The business case for sustainable finance policy
Over the past 12 months, the COVID-19 pandemic has clearly demonstrated that even in the worst of economic crises, investors that factor environmental, social and governance (ESG) issues into their investment decisions perform better, and so does the average retirement saver and retail investor. Now, as the U.S. begins to emerge from what has been a dark year, there is a unique opportunity for the U.S. to catch up and even surpass the rest of the world by modernizing investment practices and helping American savers reap the economic gains from long-term, sustained economic growth.
That is why the Principles for Responsible Investment (PRI), which represents over 3,500 investors managing over $100 trillion in AUM — equivalent to the annual GDP of China — is calling for the U.S. to step up to the plate and take a leading role in global efforts to shift to sustainable financial practices.
As members of Congress prioritize the country’s economic recovery from the pandemic, it is vital to highlight that profitability and ESG integration are not mutually exclusive. When General Motors recently announced its plans to move to an all-electric fleet by 2035, its stock price jumped by 3.5 percent. And similarly, since activist shareholders launched a campaign to push Exxon to work towards net-zero greenhouse gas emissions by 2050, the oil giant outperformed Chevron. These tangible examples from the auto and oil industries illustrate a broader truth: investing in companies with a proven commitment to ESG issues is good for 401(k)s.

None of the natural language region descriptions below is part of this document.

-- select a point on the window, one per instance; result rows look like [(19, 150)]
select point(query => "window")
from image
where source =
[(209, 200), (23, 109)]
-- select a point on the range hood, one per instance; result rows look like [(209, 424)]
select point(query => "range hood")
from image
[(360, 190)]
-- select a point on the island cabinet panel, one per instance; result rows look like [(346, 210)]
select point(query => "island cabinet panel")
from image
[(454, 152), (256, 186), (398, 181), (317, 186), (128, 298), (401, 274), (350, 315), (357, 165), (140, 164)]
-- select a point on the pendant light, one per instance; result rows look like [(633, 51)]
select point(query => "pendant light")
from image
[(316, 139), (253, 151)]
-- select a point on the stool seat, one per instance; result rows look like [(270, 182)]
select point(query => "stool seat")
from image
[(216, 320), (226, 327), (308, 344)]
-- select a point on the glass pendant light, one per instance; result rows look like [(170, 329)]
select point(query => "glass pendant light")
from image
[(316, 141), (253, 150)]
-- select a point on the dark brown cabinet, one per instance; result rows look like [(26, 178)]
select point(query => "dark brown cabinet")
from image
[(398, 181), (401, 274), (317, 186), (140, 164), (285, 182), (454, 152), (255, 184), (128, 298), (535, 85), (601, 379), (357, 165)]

Over the course of 2020, we have seen how purposeful companies, with stronger ESG profiles, have outperformed their peers. And investors, corporations and governments alike are waking up to this fact. Larry Fink, CEO of Blackrock, the world’s largest investor, highlighted exactly this in his annual letter to shareholders. He cited a “sustainability premium” that companies considering ESG factor have been returning to shareholders.
Time and time again, sustainable investments have proven to enhance shareholder value. We now have the data to back this up. Last year, at the onset of COVID-19, 89 percent of sustainable funds outperformed their non-sustainable counterparts. More recently, a meta-analysis of over 1,000 research papers published between 2015 and 2020 confirmed that companies preparing for a low-carbon future outperform those that are not. And over the past decade, analysis shows companies that incorporate ESG factors into business decisions financially outperformed their competitors. Specifically, companies in the top 50 percent of ESG ratings outperformed the bottom half by 6.8 percent — near the average return of the stock market over the past 50 years.

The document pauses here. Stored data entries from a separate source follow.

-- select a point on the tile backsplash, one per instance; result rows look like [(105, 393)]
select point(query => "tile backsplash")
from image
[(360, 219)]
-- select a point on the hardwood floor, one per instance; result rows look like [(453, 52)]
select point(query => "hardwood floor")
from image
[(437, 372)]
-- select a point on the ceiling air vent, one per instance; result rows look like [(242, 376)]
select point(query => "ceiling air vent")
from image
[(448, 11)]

Global investor signatories to the PRI are sending a clear, cohesive message. They’re calling on corporations to disclose their contributions to climate change, promote workers’ rights and build diverse, inclusive corporate cultures. These may not sound like typical priorities on Wall Street, but we’ve seen a deliberate shift among investors — including giants like BlackRock, Vanguard and State Street — toward focusing on these issues in their investment decisions. It is becoming increasingly clear that those who do not consider ESG issues will be left behind.
The PRI recently released a detailed policy paper outlining actions to support ESG integration and responsible investing practices in the U.S. With Congress’ help, these policies will help grow 401(k)s, limit systemic risks from crippling our financial markets and contribute to long-term, sustained economic growth in a rapidly changing world.
The Securities and Exchange Commission (SEC) should start by moving forward with the work started by Acting Chair Allison Lee and require companies to disclose material ESG information. PRI signatories report that the lack of consistent, comparable corporate reporting on ESG issues is a substantial barrier to their investment practices and the SEC should look to close this glaring information gap in the public domain.
However, enhanced ESG disclosures are only effective if investment managers and shareholders are empowered to act on them. That is why both the SEC and Department of Labor (DOL), which oversees the management of $7 trillion in private retirement funds under the ERISA law, need to clarify that considering ESG factors is part of fiduciary duty and work to improve investors’ ability to offer shareholder proposals through the proxy process. Fiduciary duties need to be updated for the modern era where ESG information is often decision-useful, and both agencies require clarity on fiduciary responsibilities around ESG issues. Similarly, both the SEC and DOL should clarify shareholder duties around active ownership and voting proxies when it comes to ESG issues.
Although administrative agencies can implement these policies without the legislative branch, Congress can and should codify these measures. This will avoid regulatory ping-pong and establish a long-term commitment to ESG integration to provide both companies and investors certainty about what is required of them.
The U.S.’ top economic competitors are investing in the future, outpacing it in the race to leadership in a globally emerging sustainable economy. If Congress can move forward together, creating clear regulatory guidelines that consider the full scope of ESG factors, and allow a more holistic approach to investing, we can set America’s post COVID-19 economy on the path to long-term, sustained success.
Fiona Reynolds is CEO of Principles for Responsible Investment.